Она целовала его в щеку.
— Не так.
— А куда же нос? Я всегда про это думала — куда нос?
— Ты поверни голову, вот. — И тогда их губы сошлись тесно-тесно, и она лежала совсем вплотную к нему, и понемногу ее губы раскрылись, и вдруг, прижимая ее к себе, он почувствовал, что никогда еще не был так счастлив, так легко, любовно, ликующе счастлив, без мысли, без тревоги, без усталости, полный только огромного наслаждения, и он сказал: — Мой маленький зайчонок. Моя любимая. Моя длинноногая радость.
— Как ты сказал? — спросила она как будто откуда-то издалека.
— Моя радость, — сказал он.
Так они лежали, и он чувствовал, как ее сердце бьется около его сердца, и своей ногой легонько поглаживал ее ногу.
— Ты пришла босиком, — сказал он.
— Да.
— Значит, ты знала, что ляжешь тут?
— Да.
— И не боялась?
— Боялась. Очень. Но еще больше боялась, как это будет, если снимать башмаки.

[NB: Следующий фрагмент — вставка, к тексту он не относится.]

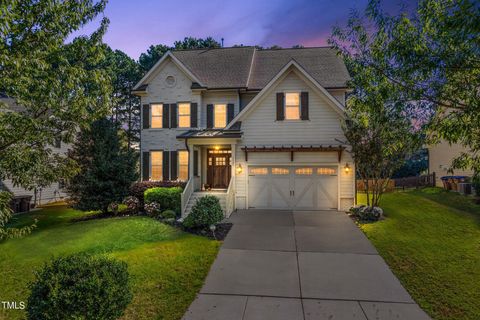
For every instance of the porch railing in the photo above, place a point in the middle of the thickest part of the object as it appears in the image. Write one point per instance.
(230, 198)
(187, 192)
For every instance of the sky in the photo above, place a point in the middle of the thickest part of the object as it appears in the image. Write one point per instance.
(137, 24)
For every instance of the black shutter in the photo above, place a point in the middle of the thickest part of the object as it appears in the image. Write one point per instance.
(166, 116)
(230, 112)
(209, 115)
(146, 166)
(280, 106)
(173, 165)
(304, 106)
(165, 165)
(195, 163)
(173, 116)
(146, 116)
(193, 115)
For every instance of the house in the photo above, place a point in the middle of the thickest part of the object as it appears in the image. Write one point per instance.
(52, 193)
(440, 158)
(257, 128)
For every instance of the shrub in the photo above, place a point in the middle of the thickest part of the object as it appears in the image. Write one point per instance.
(167, 198)
(138, 189)
(205, 212)
(80, 286)
(153, 209)
(132, 204)
(169, 214)
(365, 213)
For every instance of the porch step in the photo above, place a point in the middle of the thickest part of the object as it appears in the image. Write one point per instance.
(196, 195)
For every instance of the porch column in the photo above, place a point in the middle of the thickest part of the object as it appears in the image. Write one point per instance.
(190, 161)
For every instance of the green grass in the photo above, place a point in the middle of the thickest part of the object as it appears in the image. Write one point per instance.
(167, 266)
(431, 241)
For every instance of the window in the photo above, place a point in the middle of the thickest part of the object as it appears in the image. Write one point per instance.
(259, 171)
(325, 171)
(184, 115)
(157, 116)
(304, 171)
(292, 106)
(183, 165)
(280, 171)
(220, 116)
(156, 158)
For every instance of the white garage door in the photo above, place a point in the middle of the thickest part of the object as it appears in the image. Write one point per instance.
(301, 187)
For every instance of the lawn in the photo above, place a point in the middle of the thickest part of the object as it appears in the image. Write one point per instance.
(431, 240)
(167, 266)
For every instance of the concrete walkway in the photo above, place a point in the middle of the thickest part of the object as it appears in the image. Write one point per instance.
(300, 265)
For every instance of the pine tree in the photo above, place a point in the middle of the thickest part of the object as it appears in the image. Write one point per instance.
(107, 168)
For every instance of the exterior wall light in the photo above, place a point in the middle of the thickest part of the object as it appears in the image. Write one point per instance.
(239, 169)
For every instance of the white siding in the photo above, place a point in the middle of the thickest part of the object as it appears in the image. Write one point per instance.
(324, 127)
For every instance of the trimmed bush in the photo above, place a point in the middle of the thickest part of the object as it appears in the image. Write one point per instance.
(80, 286)
(167, 198)
(169, 214)
(205, 212)
(138, 189)
(364, 213)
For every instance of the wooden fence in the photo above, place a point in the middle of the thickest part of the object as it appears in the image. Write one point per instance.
(409, 182)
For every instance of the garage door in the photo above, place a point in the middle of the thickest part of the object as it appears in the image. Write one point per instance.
(301, 187)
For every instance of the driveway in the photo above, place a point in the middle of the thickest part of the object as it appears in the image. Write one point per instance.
(300, 265)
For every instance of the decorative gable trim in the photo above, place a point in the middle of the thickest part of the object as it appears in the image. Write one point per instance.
(292, 65)
(178, 63)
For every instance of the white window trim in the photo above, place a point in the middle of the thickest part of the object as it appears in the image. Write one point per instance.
(299, 105)
(226, 114)
(151, 116)
(178, 114)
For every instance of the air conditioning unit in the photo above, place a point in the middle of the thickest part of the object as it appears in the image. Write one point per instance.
(465, 188)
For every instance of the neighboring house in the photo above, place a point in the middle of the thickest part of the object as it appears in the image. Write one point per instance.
(39, 196)
(257, 128)
(440, 157)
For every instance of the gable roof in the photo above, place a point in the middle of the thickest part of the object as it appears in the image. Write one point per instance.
(251, 68)
(291, 65)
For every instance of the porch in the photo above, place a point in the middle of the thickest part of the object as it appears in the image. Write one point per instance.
(211, 167)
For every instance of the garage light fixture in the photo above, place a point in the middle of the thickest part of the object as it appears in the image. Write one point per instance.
(239, 169)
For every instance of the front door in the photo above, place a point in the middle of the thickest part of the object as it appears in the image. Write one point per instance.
(219, 168)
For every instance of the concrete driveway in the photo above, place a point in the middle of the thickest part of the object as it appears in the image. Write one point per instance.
(300, 265)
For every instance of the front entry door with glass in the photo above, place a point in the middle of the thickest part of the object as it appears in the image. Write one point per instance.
(219, 168)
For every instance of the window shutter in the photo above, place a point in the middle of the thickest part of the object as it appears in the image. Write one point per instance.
(165, 165)
(146, 116)
(209, 115)
(195, 163)
(193, 115)
(304, 105)
(280, 106)
(173, 165)
(146, 166)
(173, 115)
(230, 112)
(166, 115)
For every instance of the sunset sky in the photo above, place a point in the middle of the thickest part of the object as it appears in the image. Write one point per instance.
(135, 25)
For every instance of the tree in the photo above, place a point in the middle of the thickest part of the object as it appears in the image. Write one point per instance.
(153, 54)
(5, 216)
(196, 43)
(125, 73)
(57, 87)
(382, 127)
(156, 52)
(107, 169)
(431, 57)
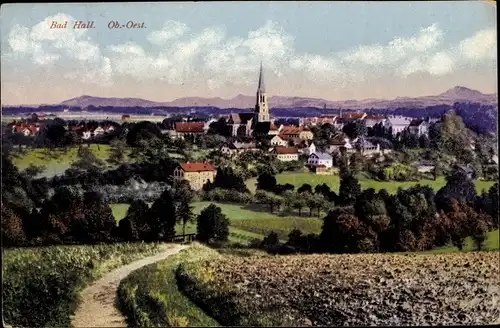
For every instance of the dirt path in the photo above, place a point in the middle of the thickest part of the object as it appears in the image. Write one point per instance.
(97, 308)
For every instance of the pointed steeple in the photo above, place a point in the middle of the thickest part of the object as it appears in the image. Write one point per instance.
(262, 86)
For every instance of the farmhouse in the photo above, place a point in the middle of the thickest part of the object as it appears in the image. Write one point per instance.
(398, 124)
(183, 129)
(197, 174)
(286, 154)
(419, 127)
(232, 148)
(26, 129)
(371, 121)
(319, 158)
(278, 141)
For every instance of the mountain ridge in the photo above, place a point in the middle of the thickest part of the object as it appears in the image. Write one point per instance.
(457, 93)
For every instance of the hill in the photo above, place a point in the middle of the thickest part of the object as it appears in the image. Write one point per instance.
(448, 97)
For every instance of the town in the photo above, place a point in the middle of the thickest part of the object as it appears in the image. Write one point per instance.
(266, 164)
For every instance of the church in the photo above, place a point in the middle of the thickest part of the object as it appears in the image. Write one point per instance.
(257, 123)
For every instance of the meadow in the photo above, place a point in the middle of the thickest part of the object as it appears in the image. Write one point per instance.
(40, 285)
(149, 296)
(333, 181)
(348, 289)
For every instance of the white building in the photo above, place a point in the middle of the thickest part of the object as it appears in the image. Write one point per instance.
(318, 158)
(277, 141)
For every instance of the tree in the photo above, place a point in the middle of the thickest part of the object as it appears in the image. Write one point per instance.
(305, 188)
(349, 189)
(12, 228)
(212, 225)
(117, 152)
(163, 216)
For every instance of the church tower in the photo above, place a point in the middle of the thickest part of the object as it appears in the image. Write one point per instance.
(261, 108)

— Который теперь час, ты не знаешь?
— Нет. А разве у тебя нет часов?
— Есть. Но они за твоей спиной.
— Достань их.
— Не хочу.
— Так посмотри через мое плечо.
Было ровно час. Циферблат ярко светился в темноте мешка.
— У тебя подбородок колется.
— Прости. Мне нечем побриться.
— Мне нравится так. У тебя борода светлая?
— Да.
— И она вырастет длинная?
— Не успеет до моста. Мария, слушай. Ты…
— Что я?
— Ты хочешь?
— Да. Все. Я хочу все. Если у нас с тобой будет все, может быть, станет так, как будто того, другого, не было.
— Это ты сама надумала?
— Нет. Я думала, но это Пилар мне так сказала.